1

I working on spark streaming job in which incoming stream join with existing hive table. I have created a singleton hiveContext. When hiveContext fetch the table data from hive, spark give warning and after few day warning converts into error.

18/03/10 15:55:28 INFO parquet.ParquetRelation$$anonfun$buildInternalScan$1$$anon$1: Input split: ParquetInputSplit{part: hdfs://nameservice1/user/hive/warehouse/iot.db/iotdevice/part-r-00000-931d1d81-af03-41a4-b659-81a883131289.gz.parquet start: 0 end: 5695 length: 5695 hosts: []}

18/03/10 15:55:28 WARN security.UserGroupInformation: PriviledgedActionException as:svc-ra-iotloaddev (auth:SIMPLE) cause:org.apache.hadoop.security.authentication.client.AuthenticationException: GSSException: No valid credentials provided (Mechanism level: Failed to find any Kerberos tgt) 18/03/10 15:55:28 WARN kms.LoadBalancingKMSClientProvider: KMS provider at [https://iotserver9009.kd.iotserver.com:16000/kms/v1/] threw an IOException [org.apache.hadoop.security.authentication.client.AuthenticationException: GSSException: No valid credentials provided (Mechanism level: Failed to find any Kerberos tgt)]!!

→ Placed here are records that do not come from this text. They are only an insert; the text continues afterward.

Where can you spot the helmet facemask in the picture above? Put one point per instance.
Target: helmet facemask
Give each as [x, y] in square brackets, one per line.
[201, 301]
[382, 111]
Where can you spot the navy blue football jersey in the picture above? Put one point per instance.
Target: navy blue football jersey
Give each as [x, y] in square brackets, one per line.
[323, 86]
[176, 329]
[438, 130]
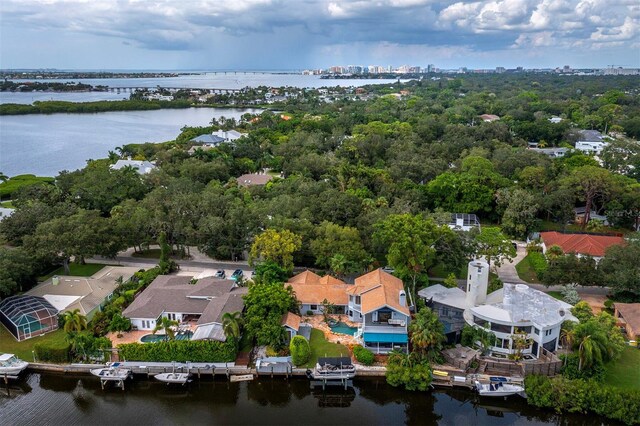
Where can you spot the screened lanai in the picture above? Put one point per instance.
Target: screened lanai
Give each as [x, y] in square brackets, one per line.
[28, 316]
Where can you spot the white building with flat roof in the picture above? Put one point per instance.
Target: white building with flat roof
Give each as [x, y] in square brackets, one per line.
[516, 308]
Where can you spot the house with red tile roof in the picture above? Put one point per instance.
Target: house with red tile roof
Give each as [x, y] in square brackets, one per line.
[580, 244]
[377, 301]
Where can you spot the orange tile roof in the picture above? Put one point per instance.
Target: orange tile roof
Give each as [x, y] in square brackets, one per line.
[594, 245]
[377, 289]
[310, 288]
[291, 320]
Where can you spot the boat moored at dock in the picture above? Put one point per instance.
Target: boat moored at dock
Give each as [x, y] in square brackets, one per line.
[11, 366]
[498, 388]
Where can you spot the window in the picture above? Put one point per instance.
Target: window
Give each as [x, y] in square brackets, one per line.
[500, 328]
[479, 321]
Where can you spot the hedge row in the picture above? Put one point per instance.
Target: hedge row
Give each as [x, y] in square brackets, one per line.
[58, 353]
[180, 351]
[581, 396]
[538, 263]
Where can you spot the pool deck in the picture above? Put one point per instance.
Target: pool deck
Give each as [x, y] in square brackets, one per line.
[317, 321]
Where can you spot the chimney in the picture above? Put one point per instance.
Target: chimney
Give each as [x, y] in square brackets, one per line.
[477, 283]
[403, 298]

It will stop the job after some day.

Here is code for creating hivecontext

@transient private var instance: HiveContext = _
 def getHiveContext(sparkContext: SparkContext, propertiesBroadcast: Broadcast[Properties]): HiveContext = {
        synchronized {

  val configuration = new Configuration
  configuration.addResource("/etc/hadoop/conf/hdfs-site.xml")
  UserGroupInformation.setConfiguration(configuration)
  UserGroupInformation.getCurrentUser.setAuthenticationMethod(AuthenticationMethod.KERBEROS)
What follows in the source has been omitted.